Вековые тайны живописи. Ключи к великим шедеврам
Шрифт:
Так время или глухота повлияли на темный романтизм Гойи? Была бы его живопись столь же мрачна и экспрессивна, обладай он слухом? Была бы она более светлой, окажись его родина в стороне от большой европейской войны?
Все это, разумеется, риторические вопросы, ответы на которые мы не получим, но про которые следует помнить всегда, когда речь заходит о второй половине творческого пути Гойи.
Именно к этому второму периоду относится картина «Колосс», героиня этой главы. «Колосс» не имеет точной датировки, но музей Прадо, с 1931 года владеющий картиной, называет расплывчатое «после 1808 года», даты воцарения французов в Испании.
Не имеет «Колосс» и однозначной интерпретации. Кто-то видит в великане дух испанского народа, идущего вдоль Пиренеев и угрожающего поддавшимся панике французам. Кто-то говорит о нем как о слепом духе войны, сеющем ужас перед разрушительной силой опустошений и смертей.
Первая версия не выдерживает критики: нет ни малейшего намека на то, что перед нами французы.
Вторая интерпретация картины, таким образом, находит поддержку. Испуганные люди, скорее всего, испанцы. Но откуда возникла необходимость бегства? Разве Колосс нападает, угрожает людям? Обратите внимание на направления его движения и движения бегущих людей: они почти параллельны! Прочь несется лишь стадо быков.
Жесты играют огромную роль для глухого человека: они помогают ему понять, что происходит вокруг. Картины глухого Гойи крайне экспрессивны, а жесты его персонажей красноречивы и выразительны: они действительно «говорят» со зрителем.

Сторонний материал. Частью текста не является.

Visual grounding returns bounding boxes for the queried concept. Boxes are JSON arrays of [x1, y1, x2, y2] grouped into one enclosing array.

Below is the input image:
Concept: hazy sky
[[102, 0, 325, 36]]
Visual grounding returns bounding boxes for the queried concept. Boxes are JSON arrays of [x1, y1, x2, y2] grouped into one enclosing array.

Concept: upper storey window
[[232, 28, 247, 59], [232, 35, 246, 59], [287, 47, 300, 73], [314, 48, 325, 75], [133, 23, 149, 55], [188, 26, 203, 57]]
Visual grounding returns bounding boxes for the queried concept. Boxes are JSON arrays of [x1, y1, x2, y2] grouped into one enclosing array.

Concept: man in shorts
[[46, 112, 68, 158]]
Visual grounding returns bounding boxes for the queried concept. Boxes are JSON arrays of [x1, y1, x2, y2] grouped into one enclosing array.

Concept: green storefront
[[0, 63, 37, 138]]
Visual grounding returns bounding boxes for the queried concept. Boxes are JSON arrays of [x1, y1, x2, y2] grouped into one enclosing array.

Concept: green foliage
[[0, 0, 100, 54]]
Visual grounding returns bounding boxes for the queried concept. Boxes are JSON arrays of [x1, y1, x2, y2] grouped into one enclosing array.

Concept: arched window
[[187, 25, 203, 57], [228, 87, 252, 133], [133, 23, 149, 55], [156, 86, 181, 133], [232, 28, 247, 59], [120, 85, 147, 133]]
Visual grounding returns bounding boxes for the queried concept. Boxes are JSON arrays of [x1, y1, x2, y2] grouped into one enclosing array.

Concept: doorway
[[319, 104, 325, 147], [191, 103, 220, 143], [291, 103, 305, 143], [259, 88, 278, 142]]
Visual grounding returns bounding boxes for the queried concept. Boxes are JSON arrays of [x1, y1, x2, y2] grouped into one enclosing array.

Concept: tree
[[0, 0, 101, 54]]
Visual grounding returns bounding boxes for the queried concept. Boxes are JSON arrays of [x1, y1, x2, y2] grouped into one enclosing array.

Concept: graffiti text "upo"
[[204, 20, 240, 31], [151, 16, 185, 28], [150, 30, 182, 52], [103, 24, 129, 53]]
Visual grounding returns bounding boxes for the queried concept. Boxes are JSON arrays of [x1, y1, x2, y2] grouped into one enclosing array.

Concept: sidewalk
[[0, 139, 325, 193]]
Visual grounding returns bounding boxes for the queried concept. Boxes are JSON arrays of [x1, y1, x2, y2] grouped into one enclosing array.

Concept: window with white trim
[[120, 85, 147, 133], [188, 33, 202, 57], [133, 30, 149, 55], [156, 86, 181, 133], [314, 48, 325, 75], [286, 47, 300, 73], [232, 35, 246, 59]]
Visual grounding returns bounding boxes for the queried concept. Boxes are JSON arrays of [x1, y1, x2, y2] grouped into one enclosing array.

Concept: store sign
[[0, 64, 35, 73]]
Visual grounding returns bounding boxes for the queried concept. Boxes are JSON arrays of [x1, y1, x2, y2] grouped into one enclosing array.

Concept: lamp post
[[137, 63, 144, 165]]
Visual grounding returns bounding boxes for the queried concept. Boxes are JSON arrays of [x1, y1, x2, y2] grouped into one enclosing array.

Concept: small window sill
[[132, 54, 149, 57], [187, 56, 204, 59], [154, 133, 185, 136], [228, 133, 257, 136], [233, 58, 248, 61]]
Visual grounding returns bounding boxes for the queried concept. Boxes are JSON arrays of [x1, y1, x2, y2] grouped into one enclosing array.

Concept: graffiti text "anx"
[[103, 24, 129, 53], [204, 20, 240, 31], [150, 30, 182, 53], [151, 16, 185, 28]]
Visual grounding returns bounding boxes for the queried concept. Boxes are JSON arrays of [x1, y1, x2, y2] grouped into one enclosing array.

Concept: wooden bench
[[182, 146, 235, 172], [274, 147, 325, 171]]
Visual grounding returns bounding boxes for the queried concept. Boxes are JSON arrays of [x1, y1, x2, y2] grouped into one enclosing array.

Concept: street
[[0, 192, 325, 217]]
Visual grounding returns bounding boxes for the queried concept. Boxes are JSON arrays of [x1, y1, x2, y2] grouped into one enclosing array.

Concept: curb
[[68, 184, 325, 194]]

Жест Колосса, шагающего среди облаков, словно по волнующемуся морю, можно интерпретировать двояко: он выставил вперед кулак, приготовившись то ли к нападению, то ли к обороне. На кого он собирается нападать и против кого обороняться? Кто его невидимый враг? Вряд ли это люди, копошащиеся внизу, точно букашки. В действительности ему нет дела до людей. Да он просто не замечает их! А замечают ли они его? Есть на картине хоть один человек, чье лицо обращено к Колоссу?
Мой ответ: нет.
Люди и Колосс существуют в разных мирах. Они не видят друг друга и потому не могут взаимодействовать между собой. Другая, не исходящая от Колосса опасность, вызвала панику. Он же выставил вперед сжатую в кулаке руку, набычил шею, глядит исподлобья на того, кто приближается к его владению. Тьма спускается на него сверху, готовая вот-вот поглотить и его, и землю у его ног. Что несет с собой эта тьма?
Атмосферой Последних Времен веет от этой апокалиптической сцены.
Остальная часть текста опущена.